Follow the tunnels, find the entrance.

“Going in,” Alek said into the microphone attached to his headset. “Stand by.”

It was after midnight, the sky dark overhead, stars shimmering in a moonless sky on the outskirts of the city. Somewhere deep inside the woods surrounding Ivan’s house, Lyon’s men waited.

Just in case.

If he had to use them, it meant things had gone to shit. But he was banking on another way.

“You’re sure he doesn’t know you know about this?” Markus asked as they climbed down a set of metal stairs into a dark concrete room.

“I’m not entirely sure Ivan even knows it exists,” Lyon said.

They moved into the room, and Lyon reached up to turn on the light attached to his helmet. He had no idea if the tunnels were structurally sound, or even if they were still passable. The helmets were a precaution, and a plan B was in place if they couldn’t access the house through the tunnels.

But that plan — attacking the house from the front with the men they had, hoping the element of surprise would be enough to get them through the door — would be noisy and dangerous.

They wouldn’t need it. The tunnels would get them there. Lyon felt it in his bones.

“There you are,” Alek said, spotting the tunnel entrance on the far side of the room.

They stepped into it without speaking.

The tunnel was smaller than Lyon would have hoped, the ceiling barely high enough to give Lyon’s head clearance, the sides near enough that he wouldn’t have been able to spread his arms.

“What the fuck is that?” Markus said, pointing the flashlight at the rotted wooden slats covered with dirt under their feet.

“Tracks,” Lyon said. “For the coal carts.”

“How did you find out about this place?” Markus said.

“Jesus,” Alek muttered, clearly annoyed with Markus’s questions.

“Sorry,” Markus said. “This place is creepy as fuck.”

Lyon didn’t disagree.
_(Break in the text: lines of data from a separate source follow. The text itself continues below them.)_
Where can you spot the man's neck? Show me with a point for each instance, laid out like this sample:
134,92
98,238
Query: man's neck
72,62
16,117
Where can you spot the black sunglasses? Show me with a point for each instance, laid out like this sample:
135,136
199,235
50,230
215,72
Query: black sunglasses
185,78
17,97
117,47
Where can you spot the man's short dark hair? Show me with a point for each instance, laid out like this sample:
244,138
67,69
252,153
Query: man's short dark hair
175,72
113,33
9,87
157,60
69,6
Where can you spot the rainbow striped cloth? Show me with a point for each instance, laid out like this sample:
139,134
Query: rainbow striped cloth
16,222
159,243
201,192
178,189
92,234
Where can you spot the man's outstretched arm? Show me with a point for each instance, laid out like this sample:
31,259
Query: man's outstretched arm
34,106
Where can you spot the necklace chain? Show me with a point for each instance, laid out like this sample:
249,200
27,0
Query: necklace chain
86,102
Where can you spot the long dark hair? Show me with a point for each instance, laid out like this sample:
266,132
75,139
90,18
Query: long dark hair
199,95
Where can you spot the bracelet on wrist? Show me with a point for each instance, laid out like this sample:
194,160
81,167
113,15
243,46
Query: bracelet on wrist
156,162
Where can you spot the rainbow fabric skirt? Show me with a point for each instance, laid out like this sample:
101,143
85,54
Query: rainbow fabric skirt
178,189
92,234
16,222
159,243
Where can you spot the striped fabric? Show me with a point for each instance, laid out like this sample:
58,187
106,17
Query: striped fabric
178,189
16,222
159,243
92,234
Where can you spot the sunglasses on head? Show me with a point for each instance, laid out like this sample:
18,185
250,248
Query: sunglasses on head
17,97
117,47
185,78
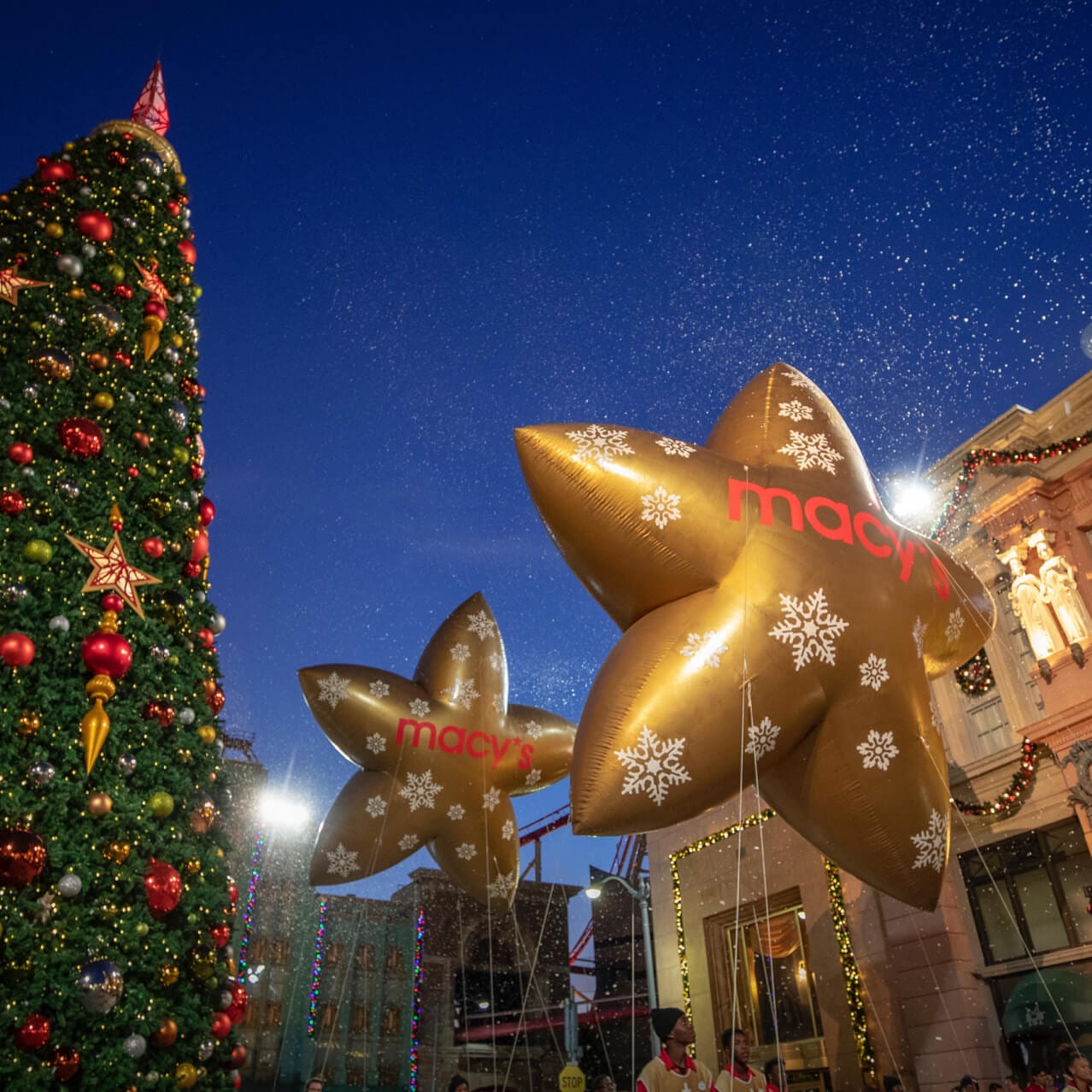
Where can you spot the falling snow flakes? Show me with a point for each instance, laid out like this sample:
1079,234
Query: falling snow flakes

The close quarters were bad enough, but the familiar smell — of dirt and concrete and things buried in the dirt beyond the tunnel walls — caused sweat to break out on his hairline.

The clatter of the metal cart.

Blood.

The bite of a knife.

Screaming. His.

His shoulder suddenly ached, the one that had been dislocated when he’d been Vadim’s prisoner, and his skin was hot under the Kevlar and other tactical gear they were all wearing.

“It’s okay,” Lyon said, forcing his voice steady. Maybe talking would distract him enough to get his body under control. “Contrary to my reputation, I was a curious child. My father used to bring me to Ivan’s quite often, and Ivan once mentioned that it had been built by a famous architect. I looked it up, just for fun, and found the original blueprints of the house.”

“And you never mentioned it to Ivan?” Markus asked.

Lyon focused on the light illuminating a few feet in front of him, on the sound of his own voice echoing through the tunnel. “I didn’t want to seem strange, and I assumed Ivan already knew.”

“Odds of being greeted by AK fire when we exit this tunnel?” Alek asked.

Lyon thought about it. “Fifty-fifty.”